As part of the Big Four agenda, the goal of providing affordable housing is noble and couldn’t have come at a better time.
Shelter, like food and clothing is one of man’s basic rights and making sure that all citizens are decently housed is a commendable goal.
The government and other stakeholders must adequately prepare and ensure that the project kicks off successfully and accomplishes its purpose.
Building a house in Kenya is awfully expensive and providing quality housing at affordable and sustainable cost will be a tall order. With all other competing needs for money, affordable housing will have to be accomplished by out of the box thinking and a critical relook at the available resources.
Land is the single most expensive component of housing. The price of land is high mainly due to speculation. This needs to be addressed such that land remains a factor of production just like capital and labour.
Government especially the counties, should provide land for housing complete with plans. As the counties are just kicking off, unlike the cities and major towns, they have room to maneuver and plan. Having a land register index and discouraging people from holding land purely for speculation purposes would also help.
Labour is a critical factor in housing. The paradox of high joblessness and unavailability of skilled artisans can’t be ignored. It contributes to poor workmanship, as evidenced by the number of collapsed buildings. The stakeholders need to train the youths not only to build but also to change their lives.
Currently many go for construction jobs as the last resort. Ensuring that they are able to save and better their lives will ensure a change of attitude. We can even rope in National Youth Service for easier and efficient engagement.
Sand and timber are also important factors. Unfortunately they are non-renewable and have contributed to the degradation of the environment. Disputes have also arisen in counties as water becomes scarce and rivers dry up.
Having guidelines that will promote water conservation will reduce the disputes. For every tree felled, efforts should be made to empower communities to plant two more for future posterity. The government and stakeholders should encourage safe alternative building materials and technologies for affordability and quick projects completion. These will help conserve the environment and also provide avenues for community participation. For instance bamboos and interlocking bricks can be provided by Saccos in rural areas.
Cement production in Kenya is pretty organised.
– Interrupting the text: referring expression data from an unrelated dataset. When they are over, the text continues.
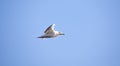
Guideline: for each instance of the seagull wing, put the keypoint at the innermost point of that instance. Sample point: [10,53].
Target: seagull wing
[50,29]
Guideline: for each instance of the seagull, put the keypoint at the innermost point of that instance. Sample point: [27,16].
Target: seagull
[50,32]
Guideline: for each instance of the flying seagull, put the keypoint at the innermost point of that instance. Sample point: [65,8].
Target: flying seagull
[50,32]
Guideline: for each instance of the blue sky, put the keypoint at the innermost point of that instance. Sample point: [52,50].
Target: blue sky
[91,27]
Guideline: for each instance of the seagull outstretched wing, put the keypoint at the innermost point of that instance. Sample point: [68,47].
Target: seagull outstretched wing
[50,29]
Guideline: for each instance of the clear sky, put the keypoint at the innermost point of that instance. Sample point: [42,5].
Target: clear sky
[91,27]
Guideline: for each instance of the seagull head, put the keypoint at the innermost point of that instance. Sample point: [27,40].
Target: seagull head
[60,33]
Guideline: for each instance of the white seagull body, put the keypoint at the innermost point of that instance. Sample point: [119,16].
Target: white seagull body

The government should engage the producers to provide cement at an affordable cost in exchange for the huge market to be created. Building plans approval and permit expenses also contribute to the high cost of building. Where possible, the costs should be waived.
These and other factors should be considered. It should be noted that majority of people are in the informal sector and pay rent of between Sh3,000 and Sh10,000. Fine-tuning the mortgage payments to around that figure will go a long way to affordable housing. Also, as much as possible involve the people and community in the building. This will create employment and spread the economic growth.